Big Data is not all about Hadoop

Punchcard Photo credit Jan Andersen
Photo credit Jan Andersen

Big Data is not Hadoop, and Hadoop is not Big Data.

A lot of people are surprised that somehow Big Data adoption is growing while Hadoop is struggling. There is some speculation as to why and I have a much more pragmatic explanation: Hadoop is not SQL.

Not all developers are created equal. Not all developers can pick up new skills – and enjoy doing so. The vast majority of enterprise developers are business analysts who know how to configure business software like Salesforce or SAP. Many know SQL, also effectively a well established business language. Some may also know a programming language or two among the likes of Java, JavaScript, C# or even Python but that is not their primary job function or even interest. The mere concept of Map-Reduce might as well be a foreign language to this group of people.

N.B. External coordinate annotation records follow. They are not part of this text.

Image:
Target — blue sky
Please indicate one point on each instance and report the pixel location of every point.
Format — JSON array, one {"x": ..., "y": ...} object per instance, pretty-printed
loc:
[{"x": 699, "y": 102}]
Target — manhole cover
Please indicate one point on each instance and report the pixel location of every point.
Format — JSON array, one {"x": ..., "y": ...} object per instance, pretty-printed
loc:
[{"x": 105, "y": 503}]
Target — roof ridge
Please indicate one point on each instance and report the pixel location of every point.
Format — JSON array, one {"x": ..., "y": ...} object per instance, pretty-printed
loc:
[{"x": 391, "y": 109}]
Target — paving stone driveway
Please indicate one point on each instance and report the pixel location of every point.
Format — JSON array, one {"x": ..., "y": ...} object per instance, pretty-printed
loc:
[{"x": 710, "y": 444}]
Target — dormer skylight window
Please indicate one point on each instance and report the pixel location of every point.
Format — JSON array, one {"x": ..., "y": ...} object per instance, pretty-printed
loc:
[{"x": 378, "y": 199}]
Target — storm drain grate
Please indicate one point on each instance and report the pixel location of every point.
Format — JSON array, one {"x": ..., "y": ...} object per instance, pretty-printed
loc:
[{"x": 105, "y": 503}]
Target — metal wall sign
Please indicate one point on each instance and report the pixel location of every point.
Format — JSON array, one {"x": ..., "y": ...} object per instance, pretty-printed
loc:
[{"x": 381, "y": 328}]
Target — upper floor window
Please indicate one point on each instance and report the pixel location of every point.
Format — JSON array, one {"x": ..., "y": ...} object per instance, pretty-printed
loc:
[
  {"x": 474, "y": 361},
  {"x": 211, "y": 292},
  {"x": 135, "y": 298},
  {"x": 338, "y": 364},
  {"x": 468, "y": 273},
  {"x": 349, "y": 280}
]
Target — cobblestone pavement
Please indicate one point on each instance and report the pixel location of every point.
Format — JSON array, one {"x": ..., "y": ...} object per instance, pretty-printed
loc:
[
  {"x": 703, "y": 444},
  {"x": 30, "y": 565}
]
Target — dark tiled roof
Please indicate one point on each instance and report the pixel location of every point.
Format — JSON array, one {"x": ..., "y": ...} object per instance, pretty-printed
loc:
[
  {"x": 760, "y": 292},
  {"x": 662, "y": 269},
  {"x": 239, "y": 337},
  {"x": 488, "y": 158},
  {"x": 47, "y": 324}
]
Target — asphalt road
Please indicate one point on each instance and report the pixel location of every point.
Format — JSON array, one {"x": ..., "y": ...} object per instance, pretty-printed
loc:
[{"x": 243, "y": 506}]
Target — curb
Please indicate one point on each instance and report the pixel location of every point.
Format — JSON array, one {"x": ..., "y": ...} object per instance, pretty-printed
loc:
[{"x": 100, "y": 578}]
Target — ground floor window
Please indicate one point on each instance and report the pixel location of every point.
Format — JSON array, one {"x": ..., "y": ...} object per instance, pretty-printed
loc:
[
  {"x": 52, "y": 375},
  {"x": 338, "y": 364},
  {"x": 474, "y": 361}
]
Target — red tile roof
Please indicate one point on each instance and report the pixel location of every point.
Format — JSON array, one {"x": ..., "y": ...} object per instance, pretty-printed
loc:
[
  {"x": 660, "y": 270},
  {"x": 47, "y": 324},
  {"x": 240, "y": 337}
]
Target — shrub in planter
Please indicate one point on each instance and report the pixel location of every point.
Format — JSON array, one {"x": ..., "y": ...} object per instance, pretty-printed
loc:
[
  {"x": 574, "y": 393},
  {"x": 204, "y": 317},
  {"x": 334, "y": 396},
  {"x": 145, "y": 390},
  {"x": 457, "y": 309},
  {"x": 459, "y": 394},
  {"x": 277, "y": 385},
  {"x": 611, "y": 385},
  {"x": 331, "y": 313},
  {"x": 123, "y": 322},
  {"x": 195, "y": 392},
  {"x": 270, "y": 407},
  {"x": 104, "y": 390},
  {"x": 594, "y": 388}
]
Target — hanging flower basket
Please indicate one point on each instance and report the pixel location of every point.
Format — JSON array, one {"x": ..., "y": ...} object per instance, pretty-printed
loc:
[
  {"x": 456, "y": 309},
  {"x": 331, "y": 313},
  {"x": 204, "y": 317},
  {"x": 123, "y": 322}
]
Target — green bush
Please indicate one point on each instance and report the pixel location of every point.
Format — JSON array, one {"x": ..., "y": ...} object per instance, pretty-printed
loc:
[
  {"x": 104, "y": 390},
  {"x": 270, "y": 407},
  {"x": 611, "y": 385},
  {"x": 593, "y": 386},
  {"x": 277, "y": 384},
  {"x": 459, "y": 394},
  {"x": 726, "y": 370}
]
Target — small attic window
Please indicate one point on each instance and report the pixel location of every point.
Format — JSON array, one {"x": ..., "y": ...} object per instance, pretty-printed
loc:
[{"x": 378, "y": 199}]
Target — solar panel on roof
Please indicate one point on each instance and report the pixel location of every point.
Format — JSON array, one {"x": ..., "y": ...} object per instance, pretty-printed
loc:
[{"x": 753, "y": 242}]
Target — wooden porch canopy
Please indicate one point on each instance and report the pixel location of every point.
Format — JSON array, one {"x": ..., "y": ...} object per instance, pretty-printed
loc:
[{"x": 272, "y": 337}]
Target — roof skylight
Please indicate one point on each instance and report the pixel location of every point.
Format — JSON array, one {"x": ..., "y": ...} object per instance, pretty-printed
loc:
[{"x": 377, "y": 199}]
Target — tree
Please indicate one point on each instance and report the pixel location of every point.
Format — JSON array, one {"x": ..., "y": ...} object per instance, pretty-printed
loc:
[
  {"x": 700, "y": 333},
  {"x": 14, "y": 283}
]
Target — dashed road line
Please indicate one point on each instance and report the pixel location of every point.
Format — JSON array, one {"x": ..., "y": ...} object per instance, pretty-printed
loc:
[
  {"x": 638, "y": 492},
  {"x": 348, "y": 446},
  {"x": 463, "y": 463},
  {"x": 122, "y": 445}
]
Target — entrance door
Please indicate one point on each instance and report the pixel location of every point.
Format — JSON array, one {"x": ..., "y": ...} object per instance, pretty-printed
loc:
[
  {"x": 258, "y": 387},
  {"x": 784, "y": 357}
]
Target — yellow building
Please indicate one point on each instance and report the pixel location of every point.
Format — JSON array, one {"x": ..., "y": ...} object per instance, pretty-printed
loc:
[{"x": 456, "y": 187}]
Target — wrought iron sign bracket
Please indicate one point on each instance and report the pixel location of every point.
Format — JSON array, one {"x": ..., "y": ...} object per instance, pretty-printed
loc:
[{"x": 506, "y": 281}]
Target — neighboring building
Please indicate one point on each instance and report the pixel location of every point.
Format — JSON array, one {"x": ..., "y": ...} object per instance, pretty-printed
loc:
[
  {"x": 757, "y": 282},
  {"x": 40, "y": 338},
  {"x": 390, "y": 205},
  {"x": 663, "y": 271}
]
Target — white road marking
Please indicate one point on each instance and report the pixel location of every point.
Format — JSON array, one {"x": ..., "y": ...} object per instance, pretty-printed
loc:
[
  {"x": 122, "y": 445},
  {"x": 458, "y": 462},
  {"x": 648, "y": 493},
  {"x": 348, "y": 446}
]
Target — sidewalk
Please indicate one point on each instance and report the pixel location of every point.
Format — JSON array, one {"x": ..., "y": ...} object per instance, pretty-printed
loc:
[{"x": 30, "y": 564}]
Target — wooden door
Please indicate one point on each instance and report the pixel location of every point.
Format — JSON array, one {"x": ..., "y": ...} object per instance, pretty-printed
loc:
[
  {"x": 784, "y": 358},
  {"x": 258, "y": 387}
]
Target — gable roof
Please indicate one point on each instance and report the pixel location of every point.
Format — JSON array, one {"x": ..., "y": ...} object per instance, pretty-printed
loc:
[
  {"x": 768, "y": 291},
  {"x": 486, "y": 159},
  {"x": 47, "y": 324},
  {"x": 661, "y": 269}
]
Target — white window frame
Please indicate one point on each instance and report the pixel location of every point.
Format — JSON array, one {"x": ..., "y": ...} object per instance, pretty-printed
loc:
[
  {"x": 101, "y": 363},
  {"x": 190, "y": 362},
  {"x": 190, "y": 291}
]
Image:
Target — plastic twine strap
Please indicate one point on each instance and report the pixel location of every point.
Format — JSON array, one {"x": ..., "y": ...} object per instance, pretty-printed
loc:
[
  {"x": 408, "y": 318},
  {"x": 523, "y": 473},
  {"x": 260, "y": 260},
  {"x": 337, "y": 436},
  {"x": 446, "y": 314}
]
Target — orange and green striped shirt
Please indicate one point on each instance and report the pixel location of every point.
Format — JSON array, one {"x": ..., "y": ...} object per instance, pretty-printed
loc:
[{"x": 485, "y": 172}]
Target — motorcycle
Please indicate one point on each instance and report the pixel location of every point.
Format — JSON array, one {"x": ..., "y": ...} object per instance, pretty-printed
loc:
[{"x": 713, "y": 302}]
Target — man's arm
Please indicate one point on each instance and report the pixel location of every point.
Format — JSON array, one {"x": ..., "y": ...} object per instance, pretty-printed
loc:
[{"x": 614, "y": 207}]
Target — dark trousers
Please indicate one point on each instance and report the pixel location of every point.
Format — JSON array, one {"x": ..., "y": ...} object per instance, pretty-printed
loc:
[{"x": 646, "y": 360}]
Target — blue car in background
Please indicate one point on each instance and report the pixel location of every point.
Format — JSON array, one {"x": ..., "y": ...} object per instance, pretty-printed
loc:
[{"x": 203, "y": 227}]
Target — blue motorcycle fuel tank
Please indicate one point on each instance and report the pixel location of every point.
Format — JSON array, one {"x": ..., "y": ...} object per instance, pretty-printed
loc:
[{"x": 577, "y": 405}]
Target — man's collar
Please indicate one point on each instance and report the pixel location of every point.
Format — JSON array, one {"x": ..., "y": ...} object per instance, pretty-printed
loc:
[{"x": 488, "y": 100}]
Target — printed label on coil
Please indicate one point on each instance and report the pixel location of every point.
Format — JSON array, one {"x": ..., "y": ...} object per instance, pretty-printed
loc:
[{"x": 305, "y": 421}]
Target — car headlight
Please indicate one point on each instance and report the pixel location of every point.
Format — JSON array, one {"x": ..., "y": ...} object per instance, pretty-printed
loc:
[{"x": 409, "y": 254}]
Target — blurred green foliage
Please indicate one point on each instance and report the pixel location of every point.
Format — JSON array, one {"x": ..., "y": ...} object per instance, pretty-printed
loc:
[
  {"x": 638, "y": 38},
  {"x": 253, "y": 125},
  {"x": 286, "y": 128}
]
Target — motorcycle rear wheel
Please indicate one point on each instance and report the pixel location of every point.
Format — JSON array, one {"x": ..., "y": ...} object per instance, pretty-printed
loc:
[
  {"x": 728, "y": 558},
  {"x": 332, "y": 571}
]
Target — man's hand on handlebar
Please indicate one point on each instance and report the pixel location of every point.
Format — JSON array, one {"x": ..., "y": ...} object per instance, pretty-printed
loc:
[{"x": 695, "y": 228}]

Most IT departments don’t understand the implications of adopting distributed storage tools like Hadoop or Cassandra. Expansion and scalability happens by adding new nodes, thus increasing IT maintenance costs. The reality is that vast majority of businesses do not need Hadoop. Dramatic improvements in storage technology, especially SSDs, declining costs of multi-core servers, and seamless support for replicas offered by environments like AWS mean that traditional well established data processing and reporting systems (i.e. SQL) can actually be better at “Big Data” than Hadoop.